Prime Minister Reassures On Gas Projects Amid OFAC Licence Issue

Prime Minister Stuart Young says he has been in touch with the Venezuelan government.

This is in the wake of the United States revoking Trinidad and Tobago’s Office of Foreign Assets Control licence to develop cross-border gas fields.

On Tuesday, Prime Minister Stuart Young called a Media Conference to confirm that the United States had revoked this country’s OFAC licence, which halted progress in the Dragon and Cocuina-Manakin gas deals. The fields belong to Venezuela and sit in territorial waters.

Later in the day, as he addressed a People’s National Movement meeting in Point Fortin, the Prime Minister reiterated that Dragon is not this country’s only gas project.

“I was in touch with the government of Venezuelan on the way down here. Commitment there and then having conversations as well with some of the decision-makers we need to speak to on the way down here as well. So you give us the mandate, and I will bring it home in some form or fashion for us. All of our eggs are not in the Dragon basket.”

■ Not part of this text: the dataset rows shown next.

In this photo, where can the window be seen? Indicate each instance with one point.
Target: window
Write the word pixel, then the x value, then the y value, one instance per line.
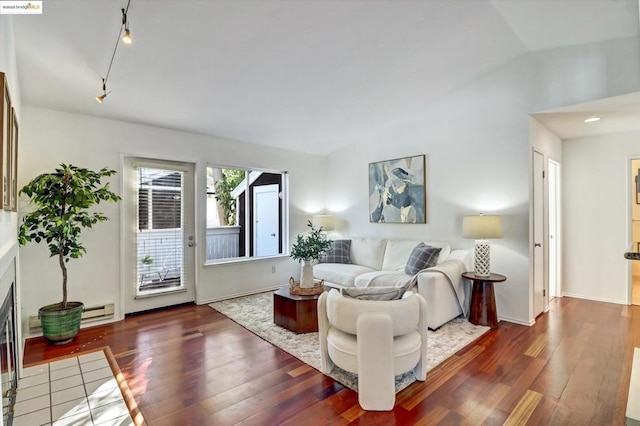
pixel 245 213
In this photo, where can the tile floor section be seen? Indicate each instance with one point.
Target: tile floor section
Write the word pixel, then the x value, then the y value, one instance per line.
pixel 75 391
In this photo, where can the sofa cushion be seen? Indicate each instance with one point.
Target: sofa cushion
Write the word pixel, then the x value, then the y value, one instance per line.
pixel 398 251
pixel 340 252
pixel 368 252
pixel 374 293
pixel 422 257
pixel 383 279
pixel 339 273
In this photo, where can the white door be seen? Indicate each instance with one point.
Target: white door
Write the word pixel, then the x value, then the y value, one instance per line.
pixel 538 234
pixel 554 229
pixel 266 219
pixel 158 234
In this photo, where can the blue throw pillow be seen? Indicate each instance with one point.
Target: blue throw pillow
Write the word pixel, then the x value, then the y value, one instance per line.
pixel 338 253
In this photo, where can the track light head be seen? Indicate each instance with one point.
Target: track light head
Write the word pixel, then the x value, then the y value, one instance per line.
pixel 100 98
pixel 126 37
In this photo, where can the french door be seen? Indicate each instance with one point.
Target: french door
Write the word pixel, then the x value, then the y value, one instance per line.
pixel 159 254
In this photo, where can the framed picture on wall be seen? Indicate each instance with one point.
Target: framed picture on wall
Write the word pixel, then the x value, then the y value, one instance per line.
pixel 638 187
pixel 14 162
pixel 5 141
pixel 397 190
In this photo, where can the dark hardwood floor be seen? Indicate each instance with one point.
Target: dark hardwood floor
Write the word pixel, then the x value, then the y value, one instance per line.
pixel 193 366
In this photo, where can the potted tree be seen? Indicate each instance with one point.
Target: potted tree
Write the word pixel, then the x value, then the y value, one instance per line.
pixel 308 249
pixel 62 202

The Prime Minister noted that the Manatee gas project is expected to begin producing in 2027, and he pointed to other important projects.

“There is now a Nigerian firm that is a billion-dollar US firm that has gotten the opportunity to negotiate with TPHL to reopen that refinery because it will re-employ our workers. They’re going to use local labour.”

Prime Minister Young told PNM party supporters that “everything will be fine” and there are a lot of projects underway in Trinidad and Tobago’s territorial waters.